BUENOS AIRES— On January 18, 2015, a special prosecutor who was investigating the 1994 bombing of the Argentine Israelite Mutual Association (AMIA) Jewish group headquarters in Buenos Aires, which left 85 dead and 300 wounded, was found dead in the bathroom of his apartment with a gunshot wound to the head, delivered at close range from a handgun found at his side.

The timing and circumstances of Alberto Nisman’s death were suspicious as it occurred two days after he accused then-president Cristina Kirchner and some of her top aides of covering up Iran’s involvement in the bombing in return for lucrative trade deals with her government. Nisman had been due to outline his case against Kirchner before the Argentinian parliament.

Nisman’s investigation had resulted in the global law enforcement agency Interpol issuing six “red notices”  in 2007 for Iranian and Lebanese Hezbollah operatives believed to have planned the attack.

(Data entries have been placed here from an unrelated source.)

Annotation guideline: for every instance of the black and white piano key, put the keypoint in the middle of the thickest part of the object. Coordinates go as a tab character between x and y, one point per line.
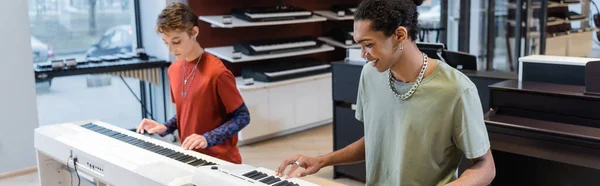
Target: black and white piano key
184	158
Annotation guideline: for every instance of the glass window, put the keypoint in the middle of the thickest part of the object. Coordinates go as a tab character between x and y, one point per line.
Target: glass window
63	29
430	21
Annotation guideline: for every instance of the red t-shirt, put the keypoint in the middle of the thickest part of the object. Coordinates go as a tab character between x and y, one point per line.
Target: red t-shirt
211	94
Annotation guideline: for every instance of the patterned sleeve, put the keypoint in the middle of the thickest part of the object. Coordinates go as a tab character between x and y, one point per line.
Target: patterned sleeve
171	126
239	119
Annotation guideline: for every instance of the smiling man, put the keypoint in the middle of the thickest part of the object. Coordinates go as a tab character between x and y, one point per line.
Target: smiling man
420	115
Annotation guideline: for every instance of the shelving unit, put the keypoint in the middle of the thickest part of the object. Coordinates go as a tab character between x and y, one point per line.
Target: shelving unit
333	16
562	36
226	53
333	42
217	21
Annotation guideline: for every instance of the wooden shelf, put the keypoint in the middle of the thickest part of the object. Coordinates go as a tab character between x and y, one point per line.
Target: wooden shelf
217	21
333	16
227	51
262	85
333	42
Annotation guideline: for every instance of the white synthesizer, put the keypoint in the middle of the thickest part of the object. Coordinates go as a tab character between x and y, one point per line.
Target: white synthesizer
108	155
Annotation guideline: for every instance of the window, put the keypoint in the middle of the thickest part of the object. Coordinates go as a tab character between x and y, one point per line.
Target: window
63	29
430	21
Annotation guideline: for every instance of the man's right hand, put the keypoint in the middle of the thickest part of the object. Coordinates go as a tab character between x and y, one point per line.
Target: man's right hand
311	165
151	127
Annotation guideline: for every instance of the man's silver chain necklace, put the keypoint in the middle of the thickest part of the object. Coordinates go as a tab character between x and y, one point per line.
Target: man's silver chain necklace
414	87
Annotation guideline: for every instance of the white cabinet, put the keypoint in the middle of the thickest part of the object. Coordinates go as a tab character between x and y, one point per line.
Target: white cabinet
325	99
283	107
306	99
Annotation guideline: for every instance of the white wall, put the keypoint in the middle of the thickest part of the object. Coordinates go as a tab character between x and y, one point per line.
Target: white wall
18	109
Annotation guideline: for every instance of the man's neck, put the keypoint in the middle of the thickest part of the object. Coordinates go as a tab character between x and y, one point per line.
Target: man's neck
408	67
196	53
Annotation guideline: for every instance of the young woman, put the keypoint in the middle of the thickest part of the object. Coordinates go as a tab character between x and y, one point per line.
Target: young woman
209	109
420	116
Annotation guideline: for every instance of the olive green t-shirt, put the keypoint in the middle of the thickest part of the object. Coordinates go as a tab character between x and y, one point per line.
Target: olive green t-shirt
419	141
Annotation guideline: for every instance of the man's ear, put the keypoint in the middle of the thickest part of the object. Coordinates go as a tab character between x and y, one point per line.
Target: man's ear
401	34
195	32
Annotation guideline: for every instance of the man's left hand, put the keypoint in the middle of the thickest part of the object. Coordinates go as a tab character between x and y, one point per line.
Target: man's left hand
194	141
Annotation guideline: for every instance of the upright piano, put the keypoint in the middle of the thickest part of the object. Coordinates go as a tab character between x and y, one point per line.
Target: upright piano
546	132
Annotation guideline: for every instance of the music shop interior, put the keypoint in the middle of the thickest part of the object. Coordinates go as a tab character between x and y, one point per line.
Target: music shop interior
299	92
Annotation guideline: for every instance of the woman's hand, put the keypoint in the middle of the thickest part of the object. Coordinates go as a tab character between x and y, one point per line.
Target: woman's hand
151	127
194	141
311	165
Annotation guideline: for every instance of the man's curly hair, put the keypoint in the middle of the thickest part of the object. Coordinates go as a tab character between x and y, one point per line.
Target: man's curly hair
388	15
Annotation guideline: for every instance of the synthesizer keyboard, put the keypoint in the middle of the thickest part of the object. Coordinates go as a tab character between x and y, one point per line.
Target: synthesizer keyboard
235	175
110	155
114	155
344	9
261	47
276	13
344	36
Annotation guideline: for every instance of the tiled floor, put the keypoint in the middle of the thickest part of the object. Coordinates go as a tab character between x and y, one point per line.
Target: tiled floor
268	154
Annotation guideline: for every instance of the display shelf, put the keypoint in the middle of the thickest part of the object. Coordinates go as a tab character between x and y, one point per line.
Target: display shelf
226	53
333	42
333	16
217	21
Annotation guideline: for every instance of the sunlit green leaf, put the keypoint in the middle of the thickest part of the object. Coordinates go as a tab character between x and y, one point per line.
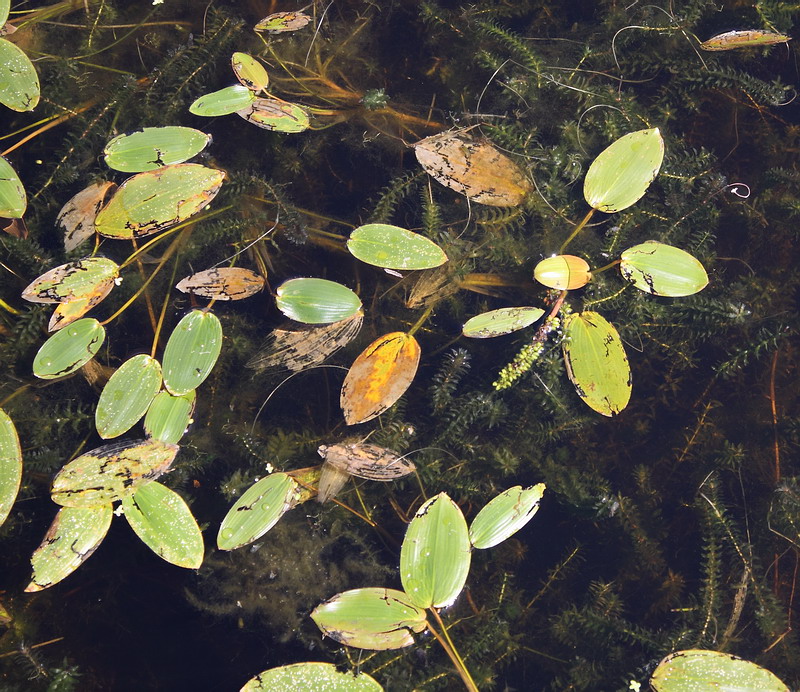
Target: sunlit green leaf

For nearly a year, Nisman’s death was depicted by the Argentine authorities as a suicide, rather than a murder.

However, an independent investigation in 2017 by the Gendarmeria, a national law enforcement agency, concluded definitively from its examination of the crime scene that Nisman was murdered.

A few weeks after the publication of the Gendarmeria report, Federal Judge Julian Ercolini issued a 656-page ruling determining that Nisman had been murdered.

But now, the new President of Argentina, Alberto Fernandez, said that “there isn’t a shred of proof” that Alberto Nisman was murdered, as his family insists.

Argentina’s new President Alberto Fernandez and Vice President Cristina Fernandez de Kirchner smile after they took the oath of office at the Congress in Buenos Aires on December 10.

In an interview with daily newspaper Clarin, Fernandez  questioned the “scientific rigor” behind the 2017 police investigation which concluded that Nisman had been assassinated.

In the interview, Fernandez — who was elected president in October — revived the claim of the former administration of Cristina Fernandez de Kirchner that Nisman had committed suicide. The interview coincided with the release on Netflix of a six-part documentary on the murder of Nisman.

Fernandez is a former chief of staff to Kirchner, who now serves as his Vice President, Fernandez gave an interview in 2017 that featured in the Netflix documentary, in which he said plainly: “To this day, I doubt that he (Nisman) committed suicide.”

On another occasion, Fernandez even attacked Kirchner for colluding with the Iranians on a 2013 Memorandum of Understanding that would have replaced the AMIA investigation with a toothless “truth commission.”

“Cristina knows that she has lied and that the memorandum signed with Iran only sought to cover up the defendants,” Fernandez told the newspaper La Nacion in 2015.

But in the weeks since his election as president, Fernandez has reverted to depicting Nisman’s murder as a suicide. The new Security Minister Sabina Frederic even announced last week that the government was “reviewing” the Gendarmeria’s conclusion that Nisman was assassinated.